Irene Ntale (born 30 January 1988) is a Ugandan singer, songwriter, and guitarist. She sings RnB, reggae, and acoustic soul.

==Early life and education==
Ntale was born on 30 January 1989 to George William Ntale and his wife. She started singing at school and in the church choir where she also learned how to play the guitar. She went to Kitante primary school, Kitante Hill School for O-level, and Makerere High, now Migadde College, for A-level. She earned a Bachelor of Procurement and Logistics Management degree at Kyambogo University.

==Music==
She started singing at school and in the church choir where she also learned how to play the guitar. She used to perform at shows, singing other artists' songs, until she went to Swangz Avenue. Ntale has had hit songs since, like "Gyobera", "Love letter" a collaboration with Bebe Cool, "Stay with me", "Nkubukinze" and "Olindaba".

She has been hosted on Focus on Africa. She is the campaign ambassador for the Red Card to Drunk Driving campaign by Uganda Breweries Limited.

==Universal Music records==

In early 2019, after numerous visits to Lagos, Nigeria, it was rumored that Ntale was negotiating a deal with Universal Music Group Nigeria, and on 21 August 2019, she signed a record deal with Universal Music Group Nigeria, making her the first Ugandan artiste to be signed to the record label. The company posted a welcome message to Ntale on their official Instagram page stating "Welcome to the Family!! Uganda’s 1st Lady @irene_ntale The journey has begun…".

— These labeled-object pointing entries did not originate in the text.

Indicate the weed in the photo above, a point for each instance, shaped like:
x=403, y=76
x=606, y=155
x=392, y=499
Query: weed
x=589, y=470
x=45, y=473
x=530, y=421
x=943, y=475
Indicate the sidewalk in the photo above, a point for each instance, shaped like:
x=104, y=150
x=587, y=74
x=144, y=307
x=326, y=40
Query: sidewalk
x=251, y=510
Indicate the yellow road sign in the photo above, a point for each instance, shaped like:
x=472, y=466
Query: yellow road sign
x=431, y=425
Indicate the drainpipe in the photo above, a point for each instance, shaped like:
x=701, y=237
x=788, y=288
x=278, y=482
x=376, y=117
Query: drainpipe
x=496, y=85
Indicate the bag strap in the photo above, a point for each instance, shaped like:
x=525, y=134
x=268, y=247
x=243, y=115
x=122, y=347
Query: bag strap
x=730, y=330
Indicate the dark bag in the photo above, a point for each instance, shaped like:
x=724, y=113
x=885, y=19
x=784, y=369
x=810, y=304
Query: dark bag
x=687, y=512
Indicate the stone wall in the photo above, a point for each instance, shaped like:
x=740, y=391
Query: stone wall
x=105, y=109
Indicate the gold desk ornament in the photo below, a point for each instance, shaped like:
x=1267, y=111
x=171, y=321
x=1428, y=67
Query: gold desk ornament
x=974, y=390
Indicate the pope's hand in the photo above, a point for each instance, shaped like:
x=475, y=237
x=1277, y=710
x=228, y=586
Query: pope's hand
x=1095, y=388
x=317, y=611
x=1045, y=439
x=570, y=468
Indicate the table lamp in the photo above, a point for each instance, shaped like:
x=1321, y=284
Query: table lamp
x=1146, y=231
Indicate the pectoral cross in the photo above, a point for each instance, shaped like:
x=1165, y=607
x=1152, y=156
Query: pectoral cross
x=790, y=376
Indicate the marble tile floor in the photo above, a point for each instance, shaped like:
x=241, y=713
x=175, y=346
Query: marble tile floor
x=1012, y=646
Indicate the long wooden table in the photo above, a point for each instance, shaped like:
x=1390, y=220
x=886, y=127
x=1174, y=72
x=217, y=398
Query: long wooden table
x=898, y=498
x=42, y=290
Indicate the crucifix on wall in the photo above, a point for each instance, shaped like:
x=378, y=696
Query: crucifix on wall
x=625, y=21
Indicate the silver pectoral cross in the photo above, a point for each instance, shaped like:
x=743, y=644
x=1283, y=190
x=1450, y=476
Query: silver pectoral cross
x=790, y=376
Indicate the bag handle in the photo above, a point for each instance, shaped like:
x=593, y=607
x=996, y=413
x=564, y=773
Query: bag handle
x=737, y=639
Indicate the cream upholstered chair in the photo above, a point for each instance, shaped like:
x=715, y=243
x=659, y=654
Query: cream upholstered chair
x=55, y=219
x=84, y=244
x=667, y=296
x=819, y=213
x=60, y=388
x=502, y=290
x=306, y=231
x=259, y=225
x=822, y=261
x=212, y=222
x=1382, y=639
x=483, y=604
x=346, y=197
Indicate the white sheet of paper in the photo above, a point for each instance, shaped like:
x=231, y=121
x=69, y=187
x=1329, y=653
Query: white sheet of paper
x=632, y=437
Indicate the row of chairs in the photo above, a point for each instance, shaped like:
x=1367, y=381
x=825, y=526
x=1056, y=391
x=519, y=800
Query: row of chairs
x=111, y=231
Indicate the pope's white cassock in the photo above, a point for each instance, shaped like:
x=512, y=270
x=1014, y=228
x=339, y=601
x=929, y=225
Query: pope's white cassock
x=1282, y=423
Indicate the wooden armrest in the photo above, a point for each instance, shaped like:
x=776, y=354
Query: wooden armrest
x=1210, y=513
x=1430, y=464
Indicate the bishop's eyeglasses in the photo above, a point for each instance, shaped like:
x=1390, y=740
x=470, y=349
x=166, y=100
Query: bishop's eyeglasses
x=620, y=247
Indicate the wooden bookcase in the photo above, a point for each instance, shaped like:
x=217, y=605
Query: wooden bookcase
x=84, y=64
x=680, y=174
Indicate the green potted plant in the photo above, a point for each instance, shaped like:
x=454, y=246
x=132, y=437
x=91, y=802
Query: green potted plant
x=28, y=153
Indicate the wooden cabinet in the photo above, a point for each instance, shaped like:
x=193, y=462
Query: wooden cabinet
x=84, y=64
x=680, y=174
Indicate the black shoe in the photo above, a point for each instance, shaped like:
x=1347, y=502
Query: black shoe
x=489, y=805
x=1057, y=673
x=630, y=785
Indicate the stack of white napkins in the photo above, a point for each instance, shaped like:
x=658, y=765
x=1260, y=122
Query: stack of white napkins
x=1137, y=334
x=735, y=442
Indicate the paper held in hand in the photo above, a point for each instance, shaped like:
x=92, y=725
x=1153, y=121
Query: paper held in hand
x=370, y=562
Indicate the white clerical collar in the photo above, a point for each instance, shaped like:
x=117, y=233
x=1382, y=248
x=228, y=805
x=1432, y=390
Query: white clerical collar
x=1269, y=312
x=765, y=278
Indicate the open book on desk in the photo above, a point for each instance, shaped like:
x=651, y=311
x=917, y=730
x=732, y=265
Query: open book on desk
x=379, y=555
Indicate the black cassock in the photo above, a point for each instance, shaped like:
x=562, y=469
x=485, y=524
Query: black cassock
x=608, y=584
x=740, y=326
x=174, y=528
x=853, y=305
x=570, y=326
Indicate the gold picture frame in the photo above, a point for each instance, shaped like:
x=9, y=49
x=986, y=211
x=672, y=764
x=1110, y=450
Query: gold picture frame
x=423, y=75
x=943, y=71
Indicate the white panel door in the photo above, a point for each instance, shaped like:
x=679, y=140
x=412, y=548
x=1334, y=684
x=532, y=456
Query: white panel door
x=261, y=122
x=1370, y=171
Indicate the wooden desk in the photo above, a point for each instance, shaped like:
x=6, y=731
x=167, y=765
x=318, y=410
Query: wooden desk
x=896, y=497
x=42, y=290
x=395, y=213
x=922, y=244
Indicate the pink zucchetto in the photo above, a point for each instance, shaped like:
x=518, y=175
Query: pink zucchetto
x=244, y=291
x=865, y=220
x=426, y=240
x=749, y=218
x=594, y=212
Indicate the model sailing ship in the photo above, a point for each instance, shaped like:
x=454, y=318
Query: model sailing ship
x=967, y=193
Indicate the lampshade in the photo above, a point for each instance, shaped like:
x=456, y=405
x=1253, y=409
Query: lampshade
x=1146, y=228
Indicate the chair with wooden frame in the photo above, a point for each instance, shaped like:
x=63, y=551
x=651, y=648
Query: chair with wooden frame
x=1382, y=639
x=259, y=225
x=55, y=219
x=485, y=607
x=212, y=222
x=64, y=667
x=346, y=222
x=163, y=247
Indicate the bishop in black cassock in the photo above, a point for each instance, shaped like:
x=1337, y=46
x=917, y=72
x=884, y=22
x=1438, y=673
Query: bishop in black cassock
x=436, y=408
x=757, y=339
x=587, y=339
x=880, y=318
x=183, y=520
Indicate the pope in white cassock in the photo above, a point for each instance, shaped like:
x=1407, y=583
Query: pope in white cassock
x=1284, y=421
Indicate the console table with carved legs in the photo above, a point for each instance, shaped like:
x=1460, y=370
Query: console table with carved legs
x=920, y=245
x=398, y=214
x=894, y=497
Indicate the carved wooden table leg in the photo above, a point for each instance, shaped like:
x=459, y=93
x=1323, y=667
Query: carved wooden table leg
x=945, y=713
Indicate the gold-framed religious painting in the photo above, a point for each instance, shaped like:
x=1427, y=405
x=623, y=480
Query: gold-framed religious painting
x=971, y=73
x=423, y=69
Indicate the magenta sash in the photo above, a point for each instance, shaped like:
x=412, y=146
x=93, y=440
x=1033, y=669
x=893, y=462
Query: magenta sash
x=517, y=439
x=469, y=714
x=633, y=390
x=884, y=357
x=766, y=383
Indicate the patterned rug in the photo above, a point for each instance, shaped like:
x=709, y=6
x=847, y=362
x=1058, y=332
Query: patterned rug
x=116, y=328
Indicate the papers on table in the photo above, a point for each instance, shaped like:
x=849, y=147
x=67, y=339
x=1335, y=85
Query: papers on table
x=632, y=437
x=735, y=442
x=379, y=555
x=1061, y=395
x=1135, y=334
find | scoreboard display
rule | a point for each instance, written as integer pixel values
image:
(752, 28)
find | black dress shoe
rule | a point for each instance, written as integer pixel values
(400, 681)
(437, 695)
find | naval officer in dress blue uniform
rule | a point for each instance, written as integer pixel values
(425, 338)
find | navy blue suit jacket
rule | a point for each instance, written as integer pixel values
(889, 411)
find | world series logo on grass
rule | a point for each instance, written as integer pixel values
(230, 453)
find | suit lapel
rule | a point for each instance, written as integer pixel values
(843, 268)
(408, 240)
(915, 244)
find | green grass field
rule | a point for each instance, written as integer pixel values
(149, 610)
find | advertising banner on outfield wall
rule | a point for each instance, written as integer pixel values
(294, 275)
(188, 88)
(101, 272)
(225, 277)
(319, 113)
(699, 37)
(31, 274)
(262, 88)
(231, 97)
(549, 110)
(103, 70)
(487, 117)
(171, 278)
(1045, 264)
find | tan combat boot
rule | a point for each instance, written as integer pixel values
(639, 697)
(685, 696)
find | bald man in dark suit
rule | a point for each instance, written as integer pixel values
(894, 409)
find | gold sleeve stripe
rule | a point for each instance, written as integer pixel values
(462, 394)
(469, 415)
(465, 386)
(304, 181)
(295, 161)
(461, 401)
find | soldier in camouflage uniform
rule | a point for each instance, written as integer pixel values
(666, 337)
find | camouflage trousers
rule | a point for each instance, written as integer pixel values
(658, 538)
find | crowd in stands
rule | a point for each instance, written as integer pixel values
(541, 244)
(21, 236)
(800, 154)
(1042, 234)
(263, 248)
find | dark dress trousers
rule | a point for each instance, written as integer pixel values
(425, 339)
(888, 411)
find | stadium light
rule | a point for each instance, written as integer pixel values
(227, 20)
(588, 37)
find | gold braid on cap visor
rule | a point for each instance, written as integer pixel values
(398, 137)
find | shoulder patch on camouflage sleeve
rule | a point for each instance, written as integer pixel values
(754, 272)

Ntale released her debut single under the Universal Music imprint, titled "Nyamba", a song in her local dialect, which means "Help Me".

==Awards and recognition==

- Best Female Breakthrough Artist 2013, Hipipo Music Awards
- Best Female artist, Buzz Teeniez Awards 2014, 2015

== Personal life ==

On 17 October 2025, Ntale married her longtime partner Vincent Kalibbala in Kampala.